Pan’s Labyrinth, by Guillermo del Toro, is one of the most compelling fairy tales ever put to film. Drawing from an older tradition of stories that spoke of brutal truths and harsh realities, as well as del Toro’s own fascination with monsters, this magnificent story tells of Ofelia, a young girl trying to survive the latter days of the Spanish Civil War by diving deep into a fairy realm of her own imagining.

As the story begins, Ofelia and her sickly, pregnant mother Carmen drive into the mountains to meet with Carmen’s new husband—and Ofelia’s new stepfather—Captain Vidal. Vidal is a fascist military officer stationed out in the boondocks to hunt down and destroy a cell of rebel republicans. He is all military and no humanity, perfectly willing to torture and kill whomever he feels he must to accomplish his mission. So what if a few innocent people fill the grave along the way? They should apologize to him for wasting his time.

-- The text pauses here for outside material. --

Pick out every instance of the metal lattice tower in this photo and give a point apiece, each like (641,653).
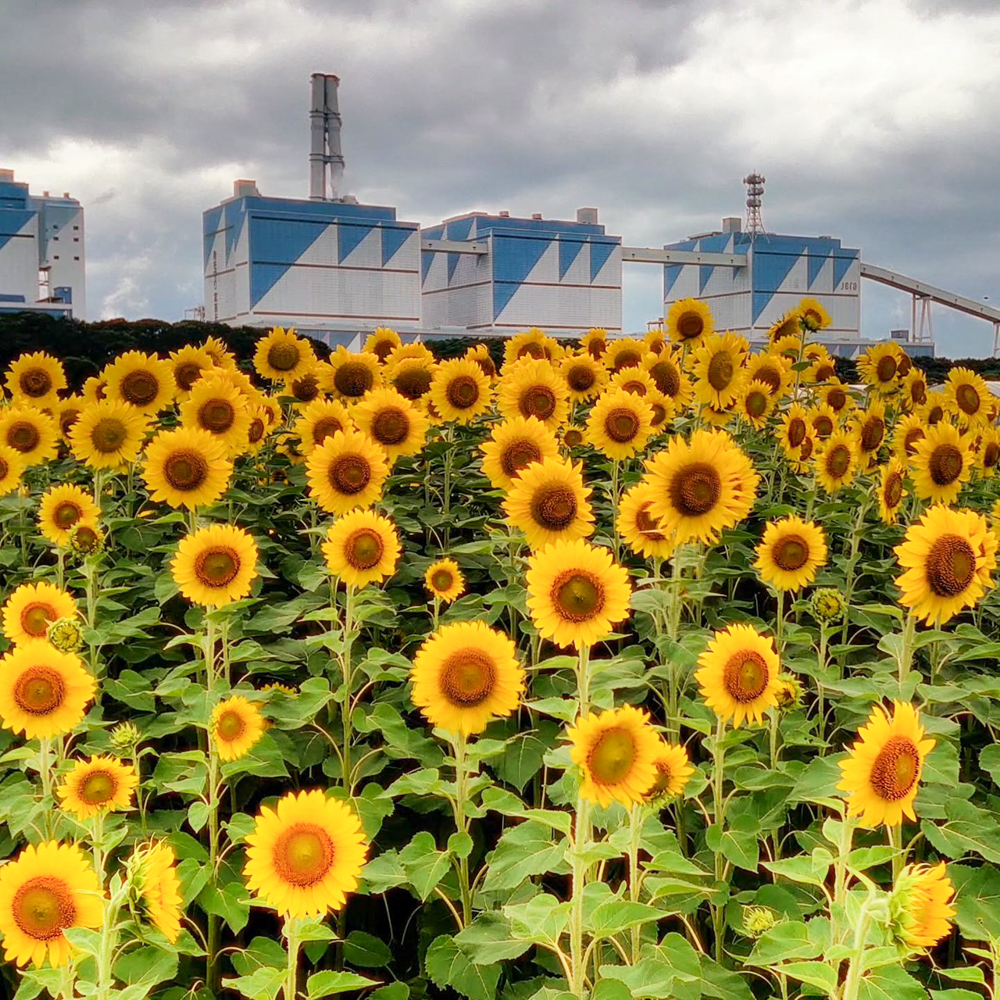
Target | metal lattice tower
(755,191)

We never quite know why Carmen has agreed to marry Vidal, but we do know she is carrying his son. Ofelia is openly apprehensive about living with a career sadist in bandit country, and Carmen seems worried that Ofelia’s rebelliousness might somehow upset what feels like the family’s last hope for some kind of stability. Ofelia’s father is nowhere to be found, killed, perhaps, in the civil war. And Vidal, while cruel and wicked, is a man whose star is on the rise. But he grates at Ofelia’s presence—a reminder of his wife’s former husband—and shuts her out, with a vague promise of harsh punishment if she ever troubles him. Ofelia’s frightened loneliness is profound, and almost immediately after arriving at the old manor house that doubles as Vidal’s command post, Ofelia is visited at night by a winged fairy that bids her to journey deep into the surrounding forest to seek the secrets hiding there.

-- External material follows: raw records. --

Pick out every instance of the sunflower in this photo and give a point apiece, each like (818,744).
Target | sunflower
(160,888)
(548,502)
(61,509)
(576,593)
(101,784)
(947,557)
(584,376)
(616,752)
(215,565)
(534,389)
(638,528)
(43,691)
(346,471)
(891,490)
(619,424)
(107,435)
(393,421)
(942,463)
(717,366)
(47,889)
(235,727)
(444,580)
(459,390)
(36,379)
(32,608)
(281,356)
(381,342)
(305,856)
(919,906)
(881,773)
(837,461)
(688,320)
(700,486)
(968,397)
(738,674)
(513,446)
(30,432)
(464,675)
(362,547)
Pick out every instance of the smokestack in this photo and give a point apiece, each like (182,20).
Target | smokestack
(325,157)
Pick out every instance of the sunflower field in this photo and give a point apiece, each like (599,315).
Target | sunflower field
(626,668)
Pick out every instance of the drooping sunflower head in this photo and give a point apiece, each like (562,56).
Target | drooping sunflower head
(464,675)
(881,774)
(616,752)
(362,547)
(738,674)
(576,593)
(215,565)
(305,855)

For much of the movie, we don’t really know if Ofelia is really stumbling into a fairy realm, or if this is all just her young mind’s way of coping with the terror and upheaval around her. The Spanish civil war was a brutal conflict, and one can only imagine the impact it had on children old enough to realize what was happening. The spooky forest surrounding the house is the realm of the rebels, but it is also where Ofelia finds an ancient labyrinth and a faun that speaks on behalf of the fairy kingdom. He tells her she is actually a reincarnated fairy princess named Moanna, and if she accomplishes a series of tasks for him, she can regain her immortality, and rejoin the fairy court. The faun’s missions are dangerous, but Ofelia accepts them without fully understanding what they will ask of her.

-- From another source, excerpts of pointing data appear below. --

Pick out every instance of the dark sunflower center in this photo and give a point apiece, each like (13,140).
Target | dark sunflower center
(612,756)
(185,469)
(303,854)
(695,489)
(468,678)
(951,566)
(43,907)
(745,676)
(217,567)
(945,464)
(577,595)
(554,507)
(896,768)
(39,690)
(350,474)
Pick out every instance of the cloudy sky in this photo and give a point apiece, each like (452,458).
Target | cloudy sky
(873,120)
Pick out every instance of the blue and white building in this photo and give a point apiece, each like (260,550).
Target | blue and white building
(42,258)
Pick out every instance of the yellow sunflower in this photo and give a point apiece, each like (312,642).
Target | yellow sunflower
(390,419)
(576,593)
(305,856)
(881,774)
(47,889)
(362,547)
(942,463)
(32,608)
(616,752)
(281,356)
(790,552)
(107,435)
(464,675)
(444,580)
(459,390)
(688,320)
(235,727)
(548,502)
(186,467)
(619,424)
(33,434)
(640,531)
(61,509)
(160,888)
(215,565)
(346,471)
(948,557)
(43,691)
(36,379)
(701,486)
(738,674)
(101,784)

With each successive task Ofelia attempts, the stakes of the real-world conflict around her grow ever more dire. A final battle between Vidal and the rebels is simmering. Everyone can feel it. Especially Ofelia, whose journeys into the fairy realm become progressively more nightmarish and bound by cruel rules Ofelia seems unable to understand or obey. While the faun at first is an enigmatic guide through a weird but promising realm, he grows aloof, hurtful and unwilling to help her when she needs it the most. Eventually, as Ofelia seeks to escape the violent madness of her world altogether, the faun gives her a chance to do so…provided she spills some of her baby brother’s blood in the labyrinth. Just a few drops, and then she can live happily ever after.

Ofelia’s decision here is this movie’s moment of truth, because it’s not just a showdown between Ofelia and the faun, who has vexed Ofelia sorely. It is a showdown between a child’s sense of right and wrong, and the demands of a war-torn world where there can be no fairy-tale endings. Ofelia knows which answer will save her life. She knows which answer will save her brother’s life. And she knows which answer she must give. What she doesn’t know is what any of this will cost her, although she finds that out very, very quickly.

As we see more of the fairy realm in the movie’s final moments, we are reminded once more how much of this is really just all in Ofelia’s head. For most of the story, Ofelia’s fairy world is little more than an ugly reflection of the Vidal’s world of bloodshed, pain and punishment. Ofelia’s realm only turns beautiful once she truly leaves her old world behind and is rewarded for all her courage and suffering. There are those who take religious meaning from this ending, but del Toro himself has said the ending is meant to be a profane thing, and indeed it is. For no child such as Ofelia should ever have to flee into a labyrinth of her own design, no matter how splendid and wondrous it may turn out to be.